In a study of 174 people, statistical results showed that people expected pink coffee packaging to be "sweet", and green coffee packaging was expected to be "sour". And packaging with sharp patterns is expected to be sour, whether it is pink or green.
After the coffee was actually drunk, even if it was in a different color package, there was no significant difference in the evaluation of sweet and sour by the subjects, and the green packaging did not really taste the significantly higher acidity. That's because it's all the same coffee.
Where is the interesting part of this research?
After the subjects finished their coffee, they were asked two more questions:
1. How much do you like this bag of coffee
2. How high is your willingness to buy?
Regardless of what color and pattern the subjects received, the packages with higher likeness and higher willingness to buy were all packages with "commensurate expectations".
In other words, green that looks more sour with sharp patterns that look sour, or pink that feels sweet, and sleek patterns that look comfortable and sweet, are very commensurate, in line with expectations, people will like them more, and will want to buy them. .
Why is there such a phenomenon?
In order to effectively and quickly learn to understand the surrounding environment, our brain will continue to use what has been learned as a basis to further expand our new knowledge. For example, green apples are sour every time they are eaten. After a few times, we learn that green apples are sour. Then we found that many unripe fruits are green and yellow. After a long time, we can subconsciously feel sour when we see green. . When these expectations conflict with each other, or when the expectations conflict with the facts, we will be more unacceptable.
Pink salmon ice cream?
Another interesting experiment: The chef Blumenthal of Fat Duck, a three-star Michelin restaurant, designed an unsweetened pink ice product with a smoked salmon flavour. When it was given to people, some of the subjects had "ice cream" written on the label, while the others wrote "frozen savoury mousse."
It turned out that the group that they ate pink ice cream had a much lower preference for this sample than the subjects who expected to eat salty mousse.

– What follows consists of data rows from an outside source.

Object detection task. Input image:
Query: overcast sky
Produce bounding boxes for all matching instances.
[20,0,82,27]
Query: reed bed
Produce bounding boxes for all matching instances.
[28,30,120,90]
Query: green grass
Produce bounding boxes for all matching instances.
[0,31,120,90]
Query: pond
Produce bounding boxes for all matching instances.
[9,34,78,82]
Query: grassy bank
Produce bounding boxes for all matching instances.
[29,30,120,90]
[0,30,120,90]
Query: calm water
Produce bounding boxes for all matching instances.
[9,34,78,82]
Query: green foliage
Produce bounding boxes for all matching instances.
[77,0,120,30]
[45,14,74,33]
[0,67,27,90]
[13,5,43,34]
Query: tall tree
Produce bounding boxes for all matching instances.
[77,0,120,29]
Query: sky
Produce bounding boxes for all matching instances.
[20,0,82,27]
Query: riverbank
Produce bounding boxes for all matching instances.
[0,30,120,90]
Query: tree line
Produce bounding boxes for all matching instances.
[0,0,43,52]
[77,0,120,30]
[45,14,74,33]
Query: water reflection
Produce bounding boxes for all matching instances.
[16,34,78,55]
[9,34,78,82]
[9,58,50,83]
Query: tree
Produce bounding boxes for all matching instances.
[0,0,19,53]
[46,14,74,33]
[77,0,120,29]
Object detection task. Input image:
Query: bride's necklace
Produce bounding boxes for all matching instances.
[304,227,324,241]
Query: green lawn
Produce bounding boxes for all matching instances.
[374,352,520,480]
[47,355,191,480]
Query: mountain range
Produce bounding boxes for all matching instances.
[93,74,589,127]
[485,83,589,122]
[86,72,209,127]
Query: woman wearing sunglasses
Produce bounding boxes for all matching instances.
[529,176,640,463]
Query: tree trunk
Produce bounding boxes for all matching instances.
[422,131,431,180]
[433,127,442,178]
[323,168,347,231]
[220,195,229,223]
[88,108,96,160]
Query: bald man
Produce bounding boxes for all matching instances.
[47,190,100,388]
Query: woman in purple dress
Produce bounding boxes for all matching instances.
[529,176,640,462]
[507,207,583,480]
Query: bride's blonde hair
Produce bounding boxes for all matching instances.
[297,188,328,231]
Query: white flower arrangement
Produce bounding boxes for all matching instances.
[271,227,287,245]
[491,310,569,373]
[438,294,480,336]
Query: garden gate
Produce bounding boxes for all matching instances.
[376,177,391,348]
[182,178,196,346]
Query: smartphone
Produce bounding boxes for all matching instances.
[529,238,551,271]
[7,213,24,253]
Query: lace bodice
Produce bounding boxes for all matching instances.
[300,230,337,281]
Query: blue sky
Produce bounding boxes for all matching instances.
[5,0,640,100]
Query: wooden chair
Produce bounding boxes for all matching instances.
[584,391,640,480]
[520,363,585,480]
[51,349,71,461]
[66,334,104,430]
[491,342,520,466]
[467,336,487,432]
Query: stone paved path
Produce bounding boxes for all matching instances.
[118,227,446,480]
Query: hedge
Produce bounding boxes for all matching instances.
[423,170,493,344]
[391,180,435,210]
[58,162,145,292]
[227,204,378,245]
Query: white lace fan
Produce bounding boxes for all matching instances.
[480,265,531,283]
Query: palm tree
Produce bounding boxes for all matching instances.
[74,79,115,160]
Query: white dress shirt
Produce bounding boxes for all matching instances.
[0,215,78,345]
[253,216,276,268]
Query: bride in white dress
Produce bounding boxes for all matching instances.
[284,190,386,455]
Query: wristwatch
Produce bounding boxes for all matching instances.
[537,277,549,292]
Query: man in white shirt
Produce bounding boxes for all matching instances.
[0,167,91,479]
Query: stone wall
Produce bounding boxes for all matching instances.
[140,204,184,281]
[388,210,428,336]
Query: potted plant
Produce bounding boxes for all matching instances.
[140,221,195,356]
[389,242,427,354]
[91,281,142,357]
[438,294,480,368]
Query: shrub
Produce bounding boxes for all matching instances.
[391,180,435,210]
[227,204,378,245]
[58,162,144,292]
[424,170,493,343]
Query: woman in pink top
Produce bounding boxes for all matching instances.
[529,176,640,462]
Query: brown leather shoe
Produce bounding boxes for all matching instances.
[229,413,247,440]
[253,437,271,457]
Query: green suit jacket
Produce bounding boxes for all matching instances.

In addition, those who expected to eat ice cream felt that the saltiness, bitterness, and taste of the sample were all stronger than those of the other group.
This proves that your preferences for food and the taste you feel are not just a feedback from "tasting". What you expect, what you see or hear, will shape your sensory experience together. Because of this, we usually cover up the name of the bean when we cup it, so as not to affect the judgment of the senses because of the expectation. For example, if you also smell a flower scent, if you know that it is washed with water, you may feel that it is commonplace. , But if you knew in advance that it was wet planing mandheling, you might shout "Amazing!". So back to the coffee packaging, if the message conveyed is "commensurate" and "in line with expectations", the brain is more willing to accept it, and naturally it will receive more praise.